The CLSM780 is a confocal laser scanning microscope manufactured by Zeiss. It utilizes a laser-based optical scanning system to acquire high-resolution, three-dimensional images of samples. The microscope is designed to provide detailed information about the structure and composition of biological and materials science specimens.
More about "Measles virus"
Measles is a highly contagious viral illness caused by the measles virus, a member of the Morbillivirus genus within the Paramyxoviridae family.
This RNA virus primarily infects the respiratory system and can lead to severe complications, including pneumonia, encephalitis, and even death.
Accurate research into the biology, transmission, and treatment of the measles virus is crucial for developing effective prevention and management strategies.
PubCompare.ai's AI-powered tool can enhance measles virus research by optimizing protocols, locating the best available literature, and identifying optimal solutions to streamline your work.
The measles virus can be studied using various techniques and reagents, such as the QIAamp Viral RNA Mini Kit for RNA extraction, the Enzygnost Anti-Measles-Virus/IgM and Enzygnost® Anti-Measles Virus/IgG assays for serological detection, and cell culture models in DMEM/F12 or DMEM media.
Fluorescence-based methods, like the Luciferase Assay System and fluorescent microscopy using the IX71 microscope and Alexa Fluor 594 donkey anti-mouse IgG (H+L) antibody, can provide insights into viral entry, replication, and cellular responses.
By leveraging PubCompare.ai's intelligent comparisons and AI-driven protocol optimization, researchers can streamline their measles virus studies, locate the best available protocols from literature, pre-prints, and patents, and identify the optimal solutions to advance their work.
This can lead to more accurate and efficient measles virus research, ultimately contributing to the development of effective prevention and treatment strategies.
This RNA virus primarily infects the respiratory system and can lead to severe complications, including pneumonia, encephalitis, and even death.
Accurate research into the biology, transmission, and treatment of the measles virus is crucial for developing effective prevention and management strategies.
PubCompare.ai's AI-powered tool can enhance measles virus research by optimizing protocols, locating the best available literature, and identifying optimal solutions to streamline your work.

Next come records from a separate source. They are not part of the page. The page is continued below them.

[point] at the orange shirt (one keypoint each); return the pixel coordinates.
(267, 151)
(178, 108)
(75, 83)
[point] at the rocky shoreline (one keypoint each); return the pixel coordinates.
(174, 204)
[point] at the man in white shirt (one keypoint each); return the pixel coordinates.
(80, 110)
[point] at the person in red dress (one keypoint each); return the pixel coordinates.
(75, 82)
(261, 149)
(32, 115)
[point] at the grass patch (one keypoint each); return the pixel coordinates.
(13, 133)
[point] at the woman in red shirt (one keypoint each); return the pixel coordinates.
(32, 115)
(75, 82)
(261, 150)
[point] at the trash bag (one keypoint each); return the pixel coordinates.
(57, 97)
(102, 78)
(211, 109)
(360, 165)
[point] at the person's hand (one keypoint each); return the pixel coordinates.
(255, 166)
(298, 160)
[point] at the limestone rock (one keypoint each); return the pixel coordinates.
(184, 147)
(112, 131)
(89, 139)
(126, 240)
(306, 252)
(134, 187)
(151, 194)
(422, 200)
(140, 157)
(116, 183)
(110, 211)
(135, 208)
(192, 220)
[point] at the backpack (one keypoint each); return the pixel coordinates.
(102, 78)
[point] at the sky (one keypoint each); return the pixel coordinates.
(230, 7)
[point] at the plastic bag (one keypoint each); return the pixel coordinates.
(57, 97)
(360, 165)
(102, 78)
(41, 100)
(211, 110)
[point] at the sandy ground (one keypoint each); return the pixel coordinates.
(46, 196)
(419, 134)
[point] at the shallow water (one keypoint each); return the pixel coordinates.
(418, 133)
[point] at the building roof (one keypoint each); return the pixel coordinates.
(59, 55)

The measles virus can be studied using various techniques and reagents, such as the QIAamp Viral RNA Mini Kit for RNA extraction, the Enzygnost Anti-Measles-Virus/IgM and Enzygnost® Anti-Measles Virus/IgG assays for serological detection, and cell culture models in DMEM/F12 or DMEM media.

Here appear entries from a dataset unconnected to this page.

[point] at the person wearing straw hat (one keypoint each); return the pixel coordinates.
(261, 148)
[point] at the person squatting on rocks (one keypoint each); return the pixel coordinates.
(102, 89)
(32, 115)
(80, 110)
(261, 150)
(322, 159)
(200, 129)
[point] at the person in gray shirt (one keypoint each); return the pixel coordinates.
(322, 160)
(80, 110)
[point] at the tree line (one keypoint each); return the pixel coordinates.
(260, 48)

Fluorescence-based methods, like the Luciferase Assay System and fluorescent microscopy using the IX71 microscope and Alexa Fluor 594 donkey anti-mouse IgG (H+L) antibody, can provide insights into viral entry, replication, and cellular responses.
By leveraging PubCompare.ai's intelligent comparisons and AI-driven protocol optimization, researchers can streamline their measles virus studies, locate the best available protocols from literature, pre-prints, and patents, and identify the optimal solutions to advance their work.
This can lead to more accurate and efficient measles virus research, ultimately contributing to the development of effective prevention and treatment strategies.